Under the assumption that E[ε | X] = 0 (strict exogeneity), the OLS estimator is unbiased [5][7]:

$$
\mathbb{E}[\hat{\beta} \mid X] = \beta
$$

This means that on average, over repeated sampling, the estimated coefficients equal the true parameter values.

### Variance

The variance-covariance matrix of the OLS estimator is [7]:

$$
\mathrm{Var}(\hat{\beta} \mid X) = \sigma^2 (X^\top X)^{-1}
$$

where $$\sigma^2$$ is the variance of the error terms. An unbiased estimator of $$\sigma^2$$ is:

$$
s^2 = \frac{\hat{\varepsilon}^\top \hat{\varepsilon}}{n - p}
$$

The denominator uses *n* - *p* (the degrees of freedom) rather than *n* to correct for the bias that would otherwise arise from using estimated residuals instead of true errors.

### Consistency

As the sample size *n* grows, the OLS estimator converges in probability to the true parameter values, provided the regressors satisfy certain regularity conditions (such as the sample moment matrix XᵀX/n converging to a positive definite matrix) [5].

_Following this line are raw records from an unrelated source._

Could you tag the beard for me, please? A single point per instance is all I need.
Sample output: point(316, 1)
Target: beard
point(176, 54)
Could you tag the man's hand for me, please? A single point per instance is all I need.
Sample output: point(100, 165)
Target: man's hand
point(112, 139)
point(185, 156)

### Efficiency under normality

When the errors are normally distributed, $$\varepsilon \sim N(0, \sigma^2 I)$$, the OLS estimator is not only BLUE (see below) but also the maximum likelihood estimator. In this case it achieves the Cramer-Rao lower bound, meaning no unbiased estimator (linear or nonlinear) can have lower variance [10].

## What is the Gauss-Markov theorem?

The Gauss-Markov theorem is one of the central results justifying the use of OLS. It states that, under certain assumptions, the OLS estimator is the **Best Linear Unbiased Estimator (BLUE)** [15].

### Statement

The theorem states that "the ordinary least squares (OLS) estimator has the lowest sampling variance within the class of linear unbiased estimators, if the errors in the linear regression model are uncorrelated, have equal variances and expectation value of zero" [15]. More precisely, among all estimators that are (1) linear functions of the observed data *y* and (2) unbiased for the true parameter $$\beta$$, the OLS estimator has the smallest variance: for any linear unbiased estimator $$\tilde{\beta} = Cy$$, the difference $$\mathrm{Var}(\tilde{\beta}) - \mathrm{Var}(\hat{\beta})$$ is a positive semidefinite matrix.

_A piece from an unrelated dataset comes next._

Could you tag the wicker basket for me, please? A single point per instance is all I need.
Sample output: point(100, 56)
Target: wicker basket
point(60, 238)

Crucially, normality is not required. As the standard statement notes, "the errors do not need to be normal, nor do they need to be independent and identically distributed (only uncorrelated with mean zero and homoscedastic with finite variance)" [15].

### Required assumptions

The theorem holds under the following conditions [15]:

| Assumption | Mathematical statement | Meaning |
|---|---|---|
| Linearity | $$y = X\beta + \varepsilon$$ | The true model is linear in parameters |
| Strict exogeneity | $$\mathbb{E}[\varepsilon \mid X] = 0$$ | Errors have zero conditional mean given regressors |
| Homoscedasticity | $$\mathrm{Var}(\varepsilon_i) = \sigma^2$$ for all *i* | All error terms have the same constant variance |
| No autocorrelation | $$\mathrm{Cov}(\varepsilon_i, \varepsilon_j) = 0$$ for $$i \ne j$$ | Error terms are uncorrelated with each other |
| Full rank | $$\mathrm{rank}(X) = p$$ | No perfect multicollinearity; $$X^\top X$$ is invertible |

Notably, the Gauss-Markov theorem does **not** require the errors to be normally distributed. It only requires them to be uncorrelated with zero mean and constant variance [15].

### Proof sketch

Consider any alternative linear unbiased estimator $$\tilde{\beta} = Cy$$ where $$C = (X^\top X)^{-1} X^\top + D$$ for some matrix D. Unbiasedness requires $$DX = 0$$. The variance of $$\tilde{\beta}$$ is:

$$
\mathrm{Var}(\tilde{\beta}) = \sigma^2 C C^\top = \sigma^2 [(X^\top X)^{-1} + D D^\top]
$$

Since $$D D^\top$$ is positive semidefinite, $$\mathrm{Var}(\tilde{\beta}) - \mathrm{Var}(\hat{\beta}) = \sigma^2 D D^\top$$ is also positive semidefinite. Therefore OLS has the smallest variance among all linear unbiased estimators [15].

### Implications

The Gauss-Markov theorem guarantees that OLS is optimal within the class of linear unbiased estimators. However, it does not say OLS is the best estimator overall. Biased estimators such as [ridge regression](/wiki/l2_regularization) can achieve lower mean squared error through the [bias-variance tradeoff](/wiki/bias_variance_tradeoff), accepting a small amount of bias in exchange for a large reduction in variance [7][8].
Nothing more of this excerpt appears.